It seems developing countries such as Thailand may be providing better quality and affordable care to dementia patients. At least that seems to be the case from media reports about British families sending elderly relatives with dementia off-shore.
The Guardian reports that Thailand, which is already a medical tourism hub, is setting itself up as a dementia care destination.
The Thai government and private investors promote the economic development potential, with dementia facilities being owned and run by British, Thai and Swiss interests.

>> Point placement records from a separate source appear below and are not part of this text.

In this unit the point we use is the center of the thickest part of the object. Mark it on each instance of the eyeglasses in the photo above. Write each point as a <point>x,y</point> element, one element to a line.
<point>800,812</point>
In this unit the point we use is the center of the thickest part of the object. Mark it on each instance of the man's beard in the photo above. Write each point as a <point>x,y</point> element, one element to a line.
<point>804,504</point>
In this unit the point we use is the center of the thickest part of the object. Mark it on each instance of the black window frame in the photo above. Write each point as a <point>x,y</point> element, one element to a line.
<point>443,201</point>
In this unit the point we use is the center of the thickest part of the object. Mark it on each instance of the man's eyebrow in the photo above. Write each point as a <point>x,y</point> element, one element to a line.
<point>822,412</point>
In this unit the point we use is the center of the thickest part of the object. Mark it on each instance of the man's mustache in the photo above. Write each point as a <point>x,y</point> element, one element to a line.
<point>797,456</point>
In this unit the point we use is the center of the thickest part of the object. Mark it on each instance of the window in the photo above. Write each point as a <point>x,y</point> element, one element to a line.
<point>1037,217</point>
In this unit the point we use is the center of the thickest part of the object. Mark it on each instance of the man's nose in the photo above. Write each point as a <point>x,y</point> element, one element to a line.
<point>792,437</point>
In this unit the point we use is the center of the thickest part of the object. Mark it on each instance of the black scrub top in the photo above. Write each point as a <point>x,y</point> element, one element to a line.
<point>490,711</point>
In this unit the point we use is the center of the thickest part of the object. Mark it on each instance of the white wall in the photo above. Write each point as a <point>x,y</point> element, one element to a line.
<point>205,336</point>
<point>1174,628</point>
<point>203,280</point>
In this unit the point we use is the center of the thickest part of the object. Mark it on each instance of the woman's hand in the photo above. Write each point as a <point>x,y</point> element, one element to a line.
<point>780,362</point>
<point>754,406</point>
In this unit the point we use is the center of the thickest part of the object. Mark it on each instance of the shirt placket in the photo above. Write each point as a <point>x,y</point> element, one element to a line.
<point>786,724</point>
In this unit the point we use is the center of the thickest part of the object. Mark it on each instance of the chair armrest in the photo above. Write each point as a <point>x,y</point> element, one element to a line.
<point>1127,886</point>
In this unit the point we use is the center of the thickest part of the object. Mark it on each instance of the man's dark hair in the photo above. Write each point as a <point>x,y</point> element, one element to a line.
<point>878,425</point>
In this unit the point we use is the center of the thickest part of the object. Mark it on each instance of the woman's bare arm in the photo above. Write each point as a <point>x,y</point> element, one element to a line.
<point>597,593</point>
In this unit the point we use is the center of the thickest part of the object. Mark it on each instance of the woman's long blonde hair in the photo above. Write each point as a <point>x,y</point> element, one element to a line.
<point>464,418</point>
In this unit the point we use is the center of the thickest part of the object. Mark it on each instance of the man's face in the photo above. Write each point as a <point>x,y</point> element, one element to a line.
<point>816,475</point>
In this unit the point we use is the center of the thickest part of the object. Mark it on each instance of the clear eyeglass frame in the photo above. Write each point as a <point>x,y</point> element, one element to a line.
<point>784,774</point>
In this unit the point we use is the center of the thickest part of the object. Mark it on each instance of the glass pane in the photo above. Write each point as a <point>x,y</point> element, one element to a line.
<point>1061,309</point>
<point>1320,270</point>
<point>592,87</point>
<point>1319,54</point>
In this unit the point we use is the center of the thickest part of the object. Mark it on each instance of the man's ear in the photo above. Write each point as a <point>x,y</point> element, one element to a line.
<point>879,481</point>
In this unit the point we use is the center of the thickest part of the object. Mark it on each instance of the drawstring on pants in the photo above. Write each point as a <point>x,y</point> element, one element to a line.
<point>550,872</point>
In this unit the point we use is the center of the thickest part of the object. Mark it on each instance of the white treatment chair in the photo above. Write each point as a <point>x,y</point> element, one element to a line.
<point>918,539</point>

According to the Guardian, being cared for in Thailand is a no-brainer. It reports there are 850,000 people living with dementia in the UK. Local authority residential care costs up to £700 a week, with private care around £1,000. There are no prescribed staff-to-guest ratios in the UK but, with annual staff turnover exceeding 30% and 122,000 job vacancies, levels in state and private facilities tend to be around 1:6.
In Thailand, in contrast, 1:1 around-the-clock residential care with fully-qualified staff – in award-winning facilities that look like four-star hotels – costs around £750 a week.
The Royal Commission into Aged Care Quality and Safety continues to uncover failings in aged care including dementia care, often the result of quality and funding pressures. So, it may be just a matter of time before Australians discover the benefits of sending their loved ones to nearby countries we are already increasingly visiting for affordable dental, eye and other medical procedures.